Funding Structure and Product Management
One thing I’ve been thinking about a lot these days is the impact of the individual in the company relative to the impact of the company itself. As an individual contributor, how much of your performance and impact is determined by you, and how much is determined by the context in which you operate?
It’s a question that has serious career implications. The answer potentially implies a big change in the kinds of narratives we tell ourselves about our careers and the careers of others.
As I saw the news about Squarespace being acquired by the PE firm Permira the other day and was reflecting on my own career, I was shocked to realize how much of the work I did as a product manager was really determined by the funding structure.
I’ve worked underneath several funding structures in my career: subsidiaries that had been acquired by large companies, a VC-backed firm, an Angel-funded firm seeking VC funding, a SPAC company, and a PE-owned company.
When I think about it, the funding structure guided almost everything, because it determined the company’s motivations and incentives. At the subsidiaries, pure revenue and company performance weren’t the guiding principle; it was whatever the parent company’s priorities were.
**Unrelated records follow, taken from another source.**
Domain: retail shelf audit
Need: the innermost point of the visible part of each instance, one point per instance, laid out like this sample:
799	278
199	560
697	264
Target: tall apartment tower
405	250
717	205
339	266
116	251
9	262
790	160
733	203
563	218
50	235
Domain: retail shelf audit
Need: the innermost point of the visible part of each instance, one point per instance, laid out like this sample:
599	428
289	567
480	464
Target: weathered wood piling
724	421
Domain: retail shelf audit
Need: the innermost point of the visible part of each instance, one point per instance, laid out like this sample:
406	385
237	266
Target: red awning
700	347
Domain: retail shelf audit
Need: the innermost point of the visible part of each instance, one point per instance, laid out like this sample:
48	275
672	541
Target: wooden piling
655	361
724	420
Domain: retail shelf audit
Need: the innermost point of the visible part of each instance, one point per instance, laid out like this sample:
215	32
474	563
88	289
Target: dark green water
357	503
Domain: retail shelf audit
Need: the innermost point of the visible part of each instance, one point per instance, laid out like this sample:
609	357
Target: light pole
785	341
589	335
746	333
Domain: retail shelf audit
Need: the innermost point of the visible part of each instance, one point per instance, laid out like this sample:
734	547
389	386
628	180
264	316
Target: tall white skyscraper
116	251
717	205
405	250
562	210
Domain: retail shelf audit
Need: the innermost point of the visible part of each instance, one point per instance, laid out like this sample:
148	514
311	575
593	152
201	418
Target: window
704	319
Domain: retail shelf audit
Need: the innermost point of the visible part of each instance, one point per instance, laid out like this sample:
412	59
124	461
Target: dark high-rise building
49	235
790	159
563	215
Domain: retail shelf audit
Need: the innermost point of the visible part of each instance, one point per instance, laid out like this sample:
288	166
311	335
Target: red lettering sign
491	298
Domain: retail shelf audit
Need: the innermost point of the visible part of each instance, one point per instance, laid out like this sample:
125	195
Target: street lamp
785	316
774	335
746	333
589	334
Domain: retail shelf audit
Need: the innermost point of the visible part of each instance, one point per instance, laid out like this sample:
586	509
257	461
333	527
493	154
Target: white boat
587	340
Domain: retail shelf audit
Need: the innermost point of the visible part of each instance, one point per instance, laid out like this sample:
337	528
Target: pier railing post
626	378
At the VC-backed companies, all of the work and cadence were dictated by what we could show at the next board meeting. The SPAC company was all about spending money and the ability to raise more money. And on and on.
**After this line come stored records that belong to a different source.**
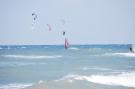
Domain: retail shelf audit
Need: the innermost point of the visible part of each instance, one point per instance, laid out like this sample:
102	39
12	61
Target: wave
74	48
120	54
96	68
15	86
117	54
1	48
23	47
5	64
122	79
33	56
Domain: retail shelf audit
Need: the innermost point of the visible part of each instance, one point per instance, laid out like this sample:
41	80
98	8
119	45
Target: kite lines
63	22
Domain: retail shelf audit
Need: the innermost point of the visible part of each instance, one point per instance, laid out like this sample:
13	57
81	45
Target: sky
86	22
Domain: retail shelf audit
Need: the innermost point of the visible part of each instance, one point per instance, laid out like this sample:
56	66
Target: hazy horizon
86	22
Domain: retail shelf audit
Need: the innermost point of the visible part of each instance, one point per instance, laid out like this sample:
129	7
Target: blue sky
86	21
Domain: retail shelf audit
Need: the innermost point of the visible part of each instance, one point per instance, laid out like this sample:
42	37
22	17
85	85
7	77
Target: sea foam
15	86
33	56
123	79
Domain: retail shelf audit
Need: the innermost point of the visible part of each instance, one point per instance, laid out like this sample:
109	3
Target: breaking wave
74	48
15	86
123	79
33	56
118	54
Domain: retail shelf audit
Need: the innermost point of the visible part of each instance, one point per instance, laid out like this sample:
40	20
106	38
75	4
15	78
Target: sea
78	67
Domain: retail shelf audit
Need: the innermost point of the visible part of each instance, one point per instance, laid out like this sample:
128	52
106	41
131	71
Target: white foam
15	86
96	68
123	79
120	54
33	56
73	48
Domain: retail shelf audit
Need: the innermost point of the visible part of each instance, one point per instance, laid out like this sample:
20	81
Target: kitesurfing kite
66	43
49	27
34	19
34	16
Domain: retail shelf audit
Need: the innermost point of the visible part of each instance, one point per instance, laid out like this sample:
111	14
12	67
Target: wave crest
123	79
33	56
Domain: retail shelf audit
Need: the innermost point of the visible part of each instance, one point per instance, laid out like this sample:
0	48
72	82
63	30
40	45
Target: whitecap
33	56
96	68
120	54
122	79
15	86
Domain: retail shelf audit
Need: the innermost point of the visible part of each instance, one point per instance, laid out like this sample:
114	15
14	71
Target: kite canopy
34	16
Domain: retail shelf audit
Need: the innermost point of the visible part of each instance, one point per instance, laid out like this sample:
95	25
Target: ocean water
79	67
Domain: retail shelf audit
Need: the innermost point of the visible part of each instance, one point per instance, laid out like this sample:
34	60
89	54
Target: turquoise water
101	66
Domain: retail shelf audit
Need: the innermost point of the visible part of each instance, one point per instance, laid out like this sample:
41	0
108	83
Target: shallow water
79	67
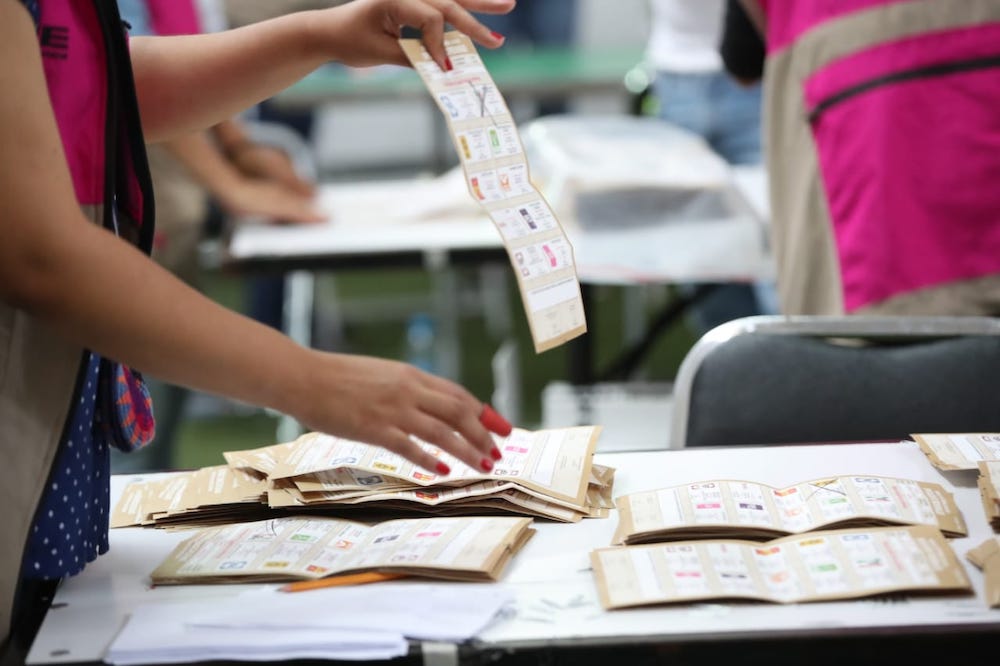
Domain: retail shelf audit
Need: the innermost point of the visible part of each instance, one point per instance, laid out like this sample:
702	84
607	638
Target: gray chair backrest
806	379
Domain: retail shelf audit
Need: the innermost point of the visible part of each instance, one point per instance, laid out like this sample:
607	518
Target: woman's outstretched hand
363	33
383	402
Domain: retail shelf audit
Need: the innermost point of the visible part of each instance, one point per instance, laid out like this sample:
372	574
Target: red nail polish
494	422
A lot discussions of product management treat the discipline as if it exists in a bubble—there’s a “good” way to operate and decide what you work on regardless of where you’re at. But, in practice, to me, it seems that the organizational incentives from things like funding structure dictate the majority of what you actually work on. Maneuver within the lines best you can, but it’s never an open field of opportunity.
The funding structure determines the end goal of what the company views as valuable. And that perspective on value dramatically narrows the range of “valid” initiatives you can actually pursue.
When interviewing, this comes in to play. Interviewers often judge you on what you worked on or perhaps how you decided to pursue an opportunity. But how much of that was really up to you? And are most interviewers sensitive to the layers of incentives that exist in an organization that bear down on all that? I don’t think most do, even if they’re product managers themselves.
If you’re evaluating a place to work, don’t discount the funding structure - it may be more impactful on you than the company’s product, industry, leadership team, or any other factors we usually consider.